# issue with maxijet 1200 pro's



## Mferko (Jun 8, 2010)

so both of my maxijet 1200's that i got recently are really freakin loud on startup, the propeller seems to be rattling around inside the cage sometimes i have to unplug it and replug it in multiple times to get the thing to start pumping water instead of making lots of noise.. has anyone else had this issue and had any luck resolving it?


----------



## Mferko (Jun 8, 2010)

crazy glue did the trick lol
unfortunately i got it all over my fingers too


----------



## crazy72 (Apr 22, 2010)

Strange. I have a couple of these guys and I never had a problem with them. I only run them in the evening and at night though so they have to start up every evening, and I never experienced what you did...

Good job that you could fix it.


----------



## vaporize (May 26, 2010)

Is it the old Italian version of the new PRC maxi-jet pro?
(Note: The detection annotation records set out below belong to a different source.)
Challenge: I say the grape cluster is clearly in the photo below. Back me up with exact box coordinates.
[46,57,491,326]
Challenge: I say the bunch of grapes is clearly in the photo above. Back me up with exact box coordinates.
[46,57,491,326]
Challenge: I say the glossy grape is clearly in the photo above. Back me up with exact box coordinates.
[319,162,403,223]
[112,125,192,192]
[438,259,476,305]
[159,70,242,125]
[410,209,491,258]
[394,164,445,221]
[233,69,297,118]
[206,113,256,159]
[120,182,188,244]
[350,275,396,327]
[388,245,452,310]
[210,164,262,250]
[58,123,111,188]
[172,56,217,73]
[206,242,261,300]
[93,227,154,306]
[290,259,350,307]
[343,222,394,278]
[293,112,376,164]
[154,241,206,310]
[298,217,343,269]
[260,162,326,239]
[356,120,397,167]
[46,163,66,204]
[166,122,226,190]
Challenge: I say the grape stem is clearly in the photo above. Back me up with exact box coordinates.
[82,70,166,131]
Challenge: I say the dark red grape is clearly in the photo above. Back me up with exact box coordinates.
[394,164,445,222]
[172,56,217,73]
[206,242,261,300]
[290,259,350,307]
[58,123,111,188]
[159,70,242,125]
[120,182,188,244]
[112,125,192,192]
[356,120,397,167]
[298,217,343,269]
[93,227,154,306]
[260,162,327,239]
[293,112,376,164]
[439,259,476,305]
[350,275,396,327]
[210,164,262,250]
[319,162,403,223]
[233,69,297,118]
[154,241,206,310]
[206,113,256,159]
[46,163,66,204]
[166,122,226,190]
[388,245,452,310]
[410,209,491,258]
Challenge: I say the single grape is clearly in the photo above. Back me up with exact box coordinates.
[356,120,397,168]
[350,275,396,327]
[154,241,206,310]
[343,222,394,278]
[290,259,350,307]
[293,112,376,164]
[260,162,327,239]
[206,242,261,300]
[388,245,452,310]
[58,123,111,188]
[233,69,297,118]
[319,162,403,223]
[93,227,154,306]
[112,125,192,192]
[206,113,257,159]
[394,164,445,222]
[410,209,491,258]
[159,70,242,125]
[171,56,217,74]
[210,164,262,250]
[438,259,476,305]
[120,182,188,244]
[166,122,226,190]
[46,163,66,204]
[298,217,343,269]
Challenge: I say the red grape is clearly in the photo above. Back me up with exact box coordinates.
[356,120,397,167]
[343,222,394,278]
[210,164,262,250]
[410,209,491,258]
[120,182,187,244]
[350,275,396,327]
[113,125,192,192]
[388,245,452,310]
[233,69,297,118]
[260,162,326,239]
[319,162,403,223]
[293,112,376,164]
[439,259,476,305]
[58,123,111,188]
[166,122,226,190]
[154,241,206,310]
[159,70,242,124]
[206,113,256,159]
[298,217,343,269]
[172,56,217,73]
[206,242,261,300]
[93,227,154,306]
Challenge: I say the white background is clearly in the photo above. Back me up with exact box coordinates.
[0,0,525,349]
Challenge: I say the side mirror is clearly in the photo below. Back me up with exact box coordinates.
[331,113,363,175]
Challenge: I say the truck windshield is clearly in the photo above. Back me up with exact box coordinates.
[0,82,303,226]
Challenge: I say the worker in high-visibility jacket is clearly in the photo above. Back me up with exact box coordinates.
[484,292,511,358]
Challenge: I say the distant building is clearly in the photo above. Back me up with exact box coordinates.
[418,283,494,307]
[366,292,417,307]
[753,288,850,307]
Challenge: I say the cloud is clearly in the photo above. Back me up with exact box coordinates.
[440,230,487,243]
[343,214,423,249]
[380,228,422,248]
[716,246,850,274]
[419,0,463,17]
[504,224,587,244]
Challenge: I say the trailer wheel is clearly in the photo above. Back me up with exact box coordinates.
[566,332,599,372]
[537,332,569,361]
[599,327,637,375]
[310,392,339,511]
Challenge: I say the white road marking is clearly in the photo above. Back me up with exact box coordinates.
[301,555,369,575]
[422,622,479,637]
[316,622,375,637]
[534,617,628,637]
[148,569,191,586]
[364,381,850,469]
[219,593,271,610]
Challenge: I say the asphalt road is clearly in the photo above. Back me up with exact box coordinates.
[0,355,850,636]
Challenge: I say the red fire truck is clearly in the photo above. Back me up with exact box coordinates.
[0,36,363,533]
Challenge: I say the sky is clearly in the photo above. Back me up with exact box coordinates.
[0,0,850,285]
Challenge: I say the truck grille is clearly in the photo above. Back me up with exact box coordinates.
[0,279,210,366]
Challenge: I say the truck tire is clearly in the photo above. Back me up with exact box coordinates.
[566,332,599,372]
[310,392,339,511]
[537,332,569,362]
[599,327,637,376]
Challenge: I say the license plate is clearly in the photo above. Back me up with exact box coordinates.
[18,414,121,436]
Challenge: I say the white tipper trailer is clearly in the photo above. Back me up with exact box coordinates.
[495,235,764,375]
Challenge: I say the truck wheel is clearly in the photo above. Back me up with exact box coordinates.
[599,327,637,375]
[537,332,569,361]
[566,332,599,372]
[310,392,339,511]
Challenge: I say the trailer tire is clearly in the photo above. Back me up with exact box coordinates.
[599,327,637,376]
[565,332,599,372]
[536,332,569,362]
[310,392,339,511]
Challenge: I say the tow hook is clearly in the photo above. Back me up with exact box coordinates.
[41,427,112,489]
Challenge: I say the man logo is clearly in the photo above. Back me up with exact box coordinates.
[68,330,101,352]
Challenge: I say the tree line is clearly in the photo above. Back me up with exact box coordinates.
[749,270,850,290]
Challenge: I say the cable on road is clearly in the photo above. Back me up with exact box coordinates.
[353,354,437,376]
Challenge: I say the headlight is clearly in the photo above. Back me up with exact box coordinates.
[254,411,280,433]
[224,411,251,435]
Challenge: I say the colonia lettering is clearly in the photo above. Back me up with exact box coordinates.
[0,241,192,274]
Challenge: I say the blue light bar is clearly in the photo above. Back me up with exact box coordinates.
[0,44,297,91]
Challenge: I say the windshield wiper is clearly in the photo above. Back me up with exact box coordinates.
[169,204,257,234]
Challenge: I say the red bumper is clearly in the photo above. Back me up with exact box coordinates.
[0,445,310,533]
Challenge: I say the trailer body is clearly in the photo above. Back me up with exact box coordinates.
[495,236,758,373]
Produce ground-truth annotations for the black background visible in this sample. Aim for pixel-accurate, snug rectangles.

I had alot of issues with the new one version - it sucks.


----------



## Mferko (Jun 8, 2010)

the new one, and the crazy glue only worked temporarily then the props got gunked up so now i have them both set to the other mode with the nozzle to sweep the sand, and i went and got a HK 1400 for circulation.
also they dont sell the replacement props at J&L for circulation mode only for pump mode


----------